But with tax collections flat or in decline, the private sector devastated and no recovery in sight, the old tactics don't play nearly as well. Contract terms that keep increasing payrolls enrage taxpayers and all but guarantee layoffs. Many union chiefs are dialing back their rhetoric and their demands to keep members working until that elusive recovery finally arrives.

The Las Vegas Police Protective Association last week joined the handful of other local unions that have agreed to do away with longevity pay -- raises awarded based on service beyond eight years and piled on top of other salary increases -- for future hires. It's a move that preserves the benefit for current workers by providing some long-term savings for taxpayers.

In negotiations with Mr. Martinez, Clark County offered the union a 1 percent "merit" pay raise (which is to say it's all but guaranteed) in the first year and a 3 percent merit raise in the second year in exchange for eliminating longevity pay for future hires.

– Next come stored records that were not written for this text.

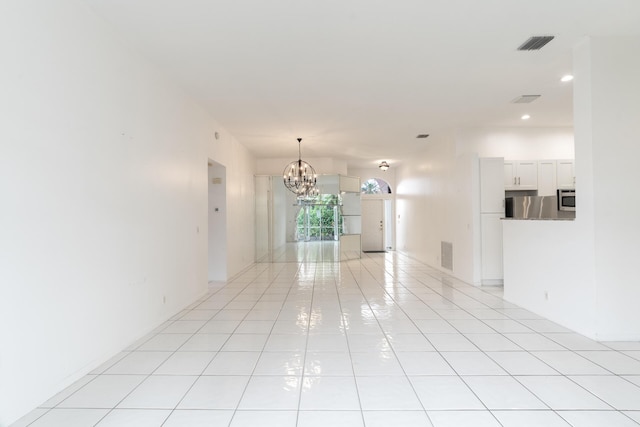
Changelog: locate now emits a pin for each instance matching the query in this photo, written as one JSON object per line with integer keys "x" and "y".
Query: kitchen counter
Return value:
{"x": 539, "y": 219}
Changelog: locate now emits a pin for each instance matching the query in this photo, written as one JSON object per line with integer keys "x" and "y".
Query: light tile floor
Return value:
{"x": 378, "y": 342}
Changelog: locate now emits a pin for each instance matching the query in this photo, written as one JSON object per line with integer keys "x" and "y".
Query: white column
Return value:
{"x": 607, "y": 132}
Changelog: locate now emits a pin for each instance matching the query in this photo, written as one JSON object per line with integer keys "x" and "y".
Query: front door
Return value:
{"x": 372, "y": 225}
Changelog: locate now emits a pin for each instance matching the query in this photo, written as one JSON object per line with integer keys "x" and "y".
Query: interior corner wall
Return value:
{"x": 240, "y": 192}
{"x": 104, "y": 184}
{"x": 433, "y": 199}
{"x": 614, "y": 143}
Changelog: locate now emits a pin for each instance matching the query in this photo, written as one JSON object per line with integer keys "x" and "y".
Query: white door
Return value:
{"x": 491, "y": 229}
{"x": 372, "y": 225}
{"x": 491, "y": 185}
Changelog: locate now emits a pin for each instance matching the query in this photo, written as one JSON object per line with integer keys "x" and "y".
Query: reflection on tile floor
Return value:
{"x": 379, "y": 341}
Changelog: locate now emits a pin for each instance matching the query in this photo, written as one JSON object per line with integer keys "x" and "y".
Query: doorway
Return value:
{"x": 373, "y": 225}
{"x": 217, "y": 221}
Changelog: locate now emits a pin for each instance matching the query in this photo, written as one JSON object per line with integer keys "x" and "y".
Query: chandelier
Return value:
{"x": 300, "y": 178}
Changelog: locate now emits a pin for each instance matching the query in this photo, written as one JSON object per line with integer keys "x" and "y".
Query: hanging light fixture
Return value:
{"x": 300, "y": 177}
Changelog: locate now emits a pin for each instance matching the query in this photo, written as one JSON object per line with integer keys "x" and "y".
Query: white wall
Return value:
{"x": 104, "y": 187}
{"x": 599, "y": 297}
{"x": 548, "y": 269}
{"x": 217, "y": 222}
{"x": 426, "y": 198}
{"x": 517, "y": 143}
{"x": 240, "y": 191}
{"x": 322, "y": 165}
{"x": 615, "y": 127}
{"x": 437, "y": 190}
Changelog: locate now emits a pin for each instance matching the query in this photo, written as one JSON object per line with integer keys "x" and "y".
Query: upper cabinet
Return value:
{"x": 520, "y": 175}
{"x": 566, "y": 174}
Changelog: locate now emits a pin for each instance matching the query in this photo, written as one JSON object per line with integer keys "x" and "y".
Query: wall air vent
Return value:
{"x": 525, "y": 99}
{"x": 446, "y": 255}
{"x": 535, "y": 43}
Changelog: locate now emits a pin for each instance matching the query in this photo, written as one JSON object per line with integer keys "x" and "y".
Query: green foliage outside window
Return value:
{"x": 321, "y": 218}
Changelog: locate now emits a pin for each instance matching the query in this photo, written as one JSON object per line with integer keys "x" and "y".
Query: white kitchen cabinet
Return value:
{"x": 491, "y": 230}
{"x": 566, "y": 175}
{"x": 547, "y": 178}
{"x": 491, "y": 185}
{"x": 521, "y": 175}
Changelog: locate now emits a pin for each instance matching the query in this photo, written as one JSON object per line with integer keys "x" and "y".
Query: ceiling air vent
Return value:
{"x": 525, "y": 99}
{"x": 535, "y": 43}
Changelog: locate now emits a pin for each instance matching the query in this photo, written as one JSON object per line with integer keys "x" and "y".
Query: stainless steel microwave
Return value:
{"x": 566, "y": 200}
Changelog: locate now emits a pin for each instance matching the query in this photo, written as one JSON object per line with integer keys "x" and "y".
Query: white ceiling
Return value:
{"x": 359, "y": 79}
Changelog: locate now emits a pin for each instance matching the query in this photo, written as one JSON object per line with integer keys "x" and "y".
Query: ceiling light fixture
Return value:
{"x": 300, "y": 178}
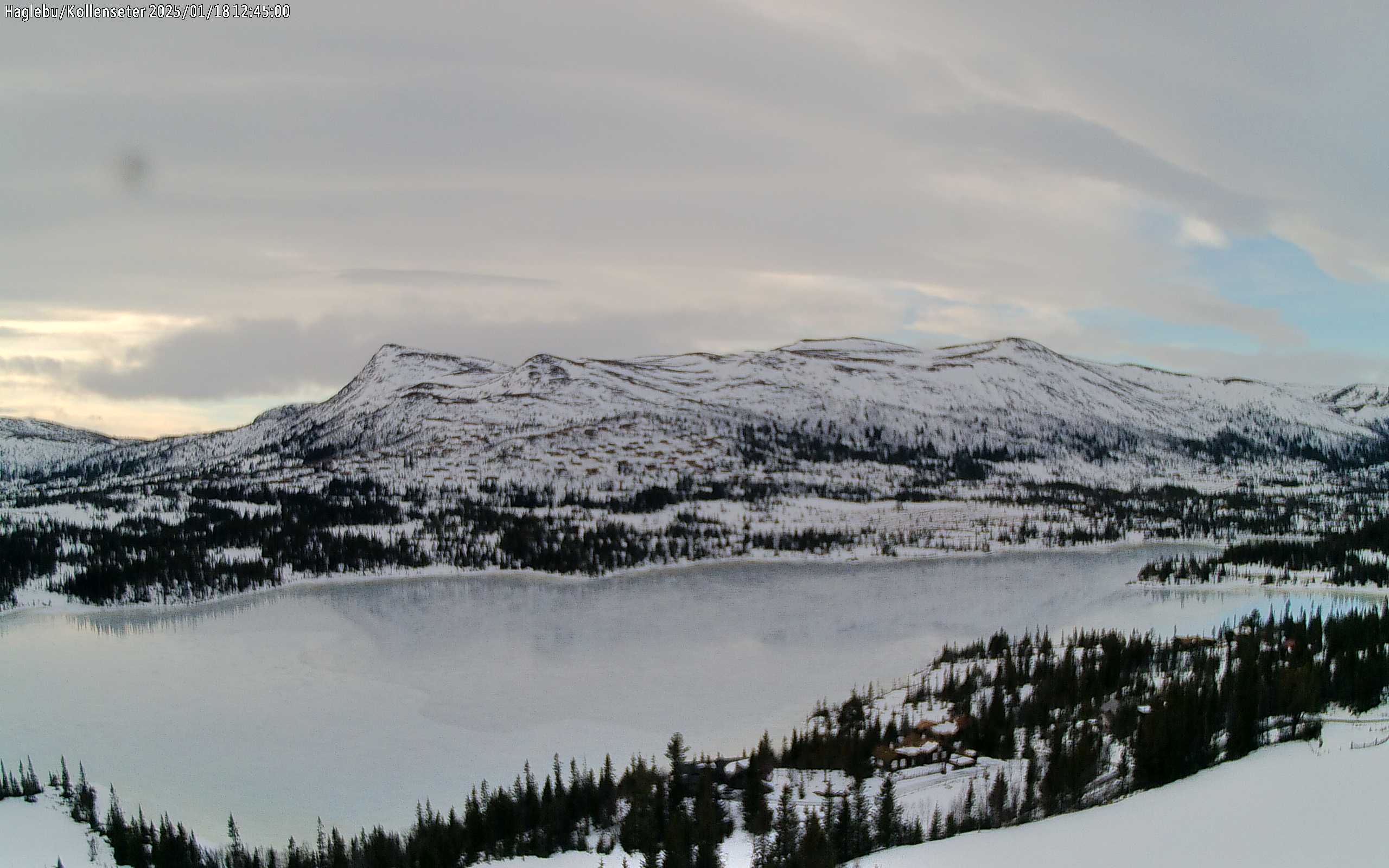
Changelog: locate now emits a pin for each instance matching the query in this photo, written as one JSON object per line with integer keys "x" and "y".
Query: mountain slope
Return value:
{"x": 438, "y": 418}
{"x": 33, "y": 445}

But Mr. Martinez won't budge on preserving gravy for workers who haven't even been hired and won't be eligible for the benefit for a decade or more. It's worth so much down the line -- the premiums now cost county taxpayers $35 million per year -- that Mr. Martinez offered to accept a freeze on cost-of-living adjustments this year and a 1.5 percent COLA for the second year to keep longevity.

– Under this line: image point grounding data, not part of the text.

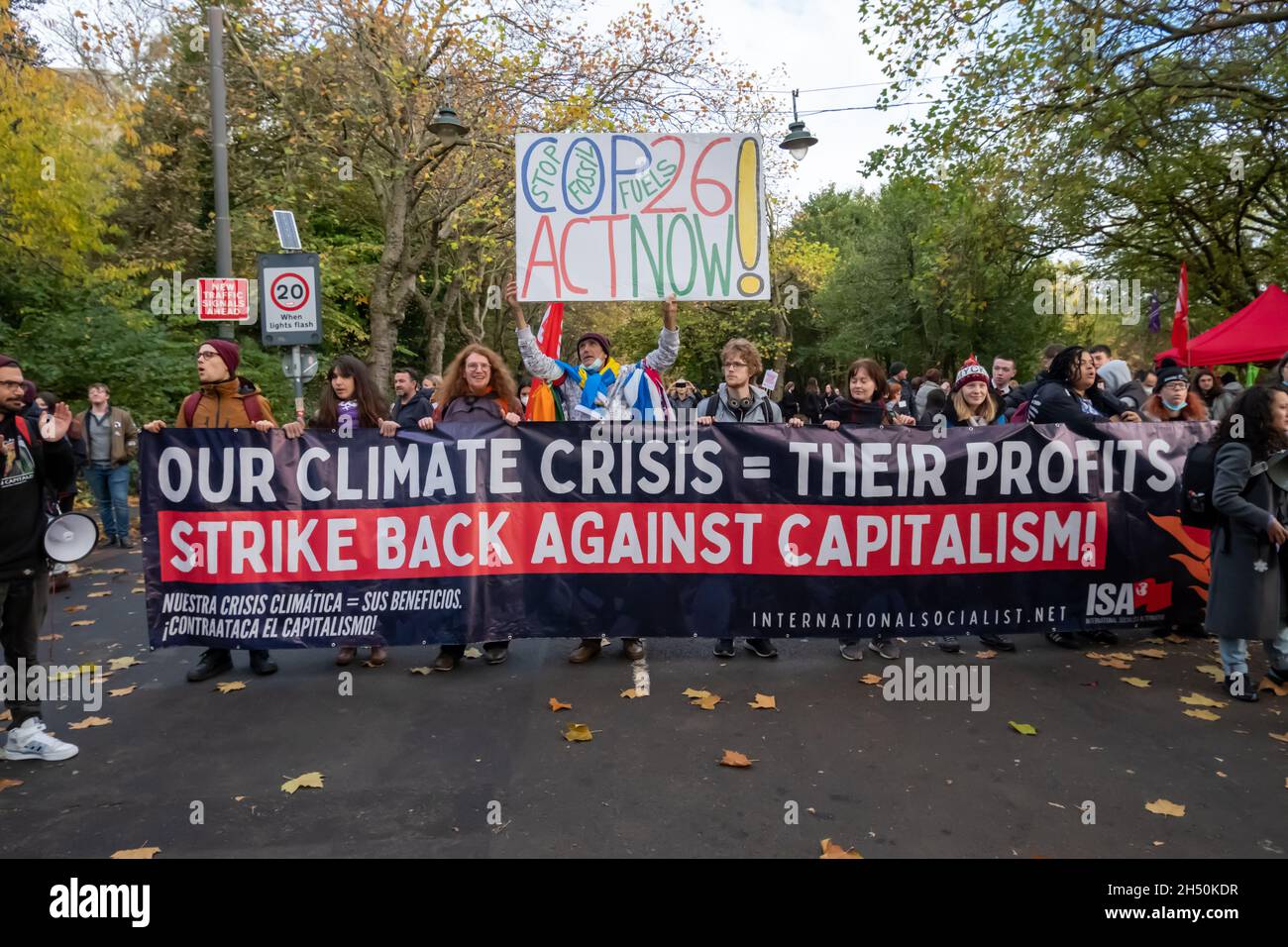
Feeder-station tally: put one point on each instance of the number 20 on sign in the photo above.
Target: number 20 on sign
(635, 217)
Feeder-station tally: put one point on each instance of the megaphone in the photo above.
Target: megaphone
(71, 538)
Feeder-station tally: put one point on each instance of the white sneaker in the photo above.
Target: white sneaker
(31, 742)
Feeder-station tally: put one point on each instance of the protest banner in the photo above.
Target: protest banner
(472, 531)
(634, 217)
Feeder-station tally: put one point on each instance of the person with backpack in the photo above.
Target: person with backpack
(738, 401)
(37, 463)
(1248, 510)
(351, 394)
(224, 399)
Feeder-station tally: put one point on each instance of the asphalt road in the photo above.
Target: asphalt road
(473, 763)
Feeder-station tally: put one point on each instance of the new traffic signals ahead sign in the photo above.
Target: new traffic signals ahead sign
(290, 299)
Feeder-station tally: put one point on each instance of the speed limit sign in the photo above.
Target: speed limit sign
(288, 298)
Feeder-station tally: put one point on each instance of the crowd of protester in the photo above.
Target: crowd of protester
(1077, 386)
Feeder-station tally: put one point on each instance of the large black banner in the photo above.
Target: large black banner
(482, 532)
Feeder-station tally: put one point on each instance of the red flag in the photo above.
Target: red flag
(1181, 320)
(542, 403)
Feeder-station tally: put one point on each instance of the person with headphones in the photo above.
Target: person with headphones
(737, 401)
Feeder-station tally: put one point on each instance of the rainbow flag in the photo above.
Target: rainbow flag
(544, 405)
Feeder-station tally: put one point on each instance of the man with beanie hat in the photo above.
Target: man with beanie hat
(35, 462)
(601, 388)
(226, 399)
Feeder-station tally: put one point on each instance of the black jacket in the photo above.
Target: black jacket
(31, 475)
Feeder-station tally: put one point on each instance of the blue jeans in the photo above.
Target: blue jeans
(111, 487)
(1234, 654)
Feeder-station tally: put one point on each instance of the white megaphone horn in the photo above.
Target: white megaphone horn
(69, 538)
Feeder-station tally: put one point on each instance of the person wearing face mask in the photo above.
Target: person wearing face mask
(351, 399)
(1172, 399)
(599, 386)
(226, 399)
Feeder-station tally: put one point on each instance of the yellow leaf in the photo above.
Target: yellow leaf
(1202, 714)
(1163, 806)
(90, 722)
(832, 851)
(307, 781)
(1197, 699)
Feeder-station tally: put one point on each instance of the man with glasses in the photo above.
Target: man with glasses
(35, 464)
(226, 399)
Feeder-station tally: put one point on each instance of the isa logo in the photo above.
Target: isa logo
(1112, 598)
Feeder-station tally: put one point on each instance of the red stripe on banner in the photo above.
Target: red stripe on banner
(477, 539)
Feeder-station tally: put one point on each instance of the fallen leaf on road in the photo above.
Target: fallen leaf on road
(832, 851)
(1163, 806)
(90, 722)
(1278, 689)
(1197, 699)
(307, 781)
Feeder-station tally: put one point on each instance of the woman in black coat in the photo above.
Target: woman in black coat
(1245, 594)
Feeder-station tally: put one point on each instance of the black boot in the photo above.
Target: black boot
(213, 661)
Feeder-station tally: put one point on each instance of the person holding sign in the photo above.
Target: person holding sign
(599, 386)
(349, 401)
(737, 401)
(226, 399)
(477, 386)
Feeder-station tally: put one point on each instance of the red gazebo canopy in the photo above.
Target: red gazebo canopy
(1257, 333)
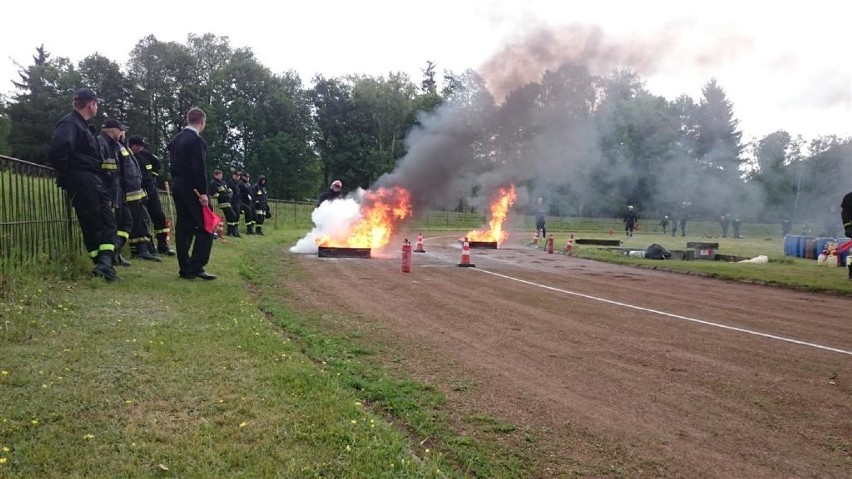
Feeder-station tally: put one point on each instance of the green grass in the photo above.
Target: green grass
(158, 377)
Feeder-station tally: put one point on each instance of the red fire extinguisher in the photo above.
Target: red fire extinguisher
(406, 257)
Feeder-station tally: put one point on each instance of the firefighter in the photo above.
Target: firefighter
(332, 193)
(247, 202)
(261, 204)
(846, 217)
(223, 193)
(75, 154)
(150, 166)
(630, 219)
(130, 179)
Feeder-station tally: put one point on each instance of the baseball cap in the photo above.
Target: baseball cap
(86, 94)
(113, 123)
(136, 140)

Mr. Martinez ripped the county for seeking long-term relief in a short-term contract, saying the proposal to eliminate longevity pay "wasn't really about monetary benefits or cost savings." Huh?

SEIU members have seen their salaries grow 12.6 percent since 2009 despite the recession. No one is proposing cuts.

The county's management is right to demand the end of longevity pay for future hires. Mr. Martinez's refusal to acknowledge the valley's new economic reality reflects poorly on him and his members.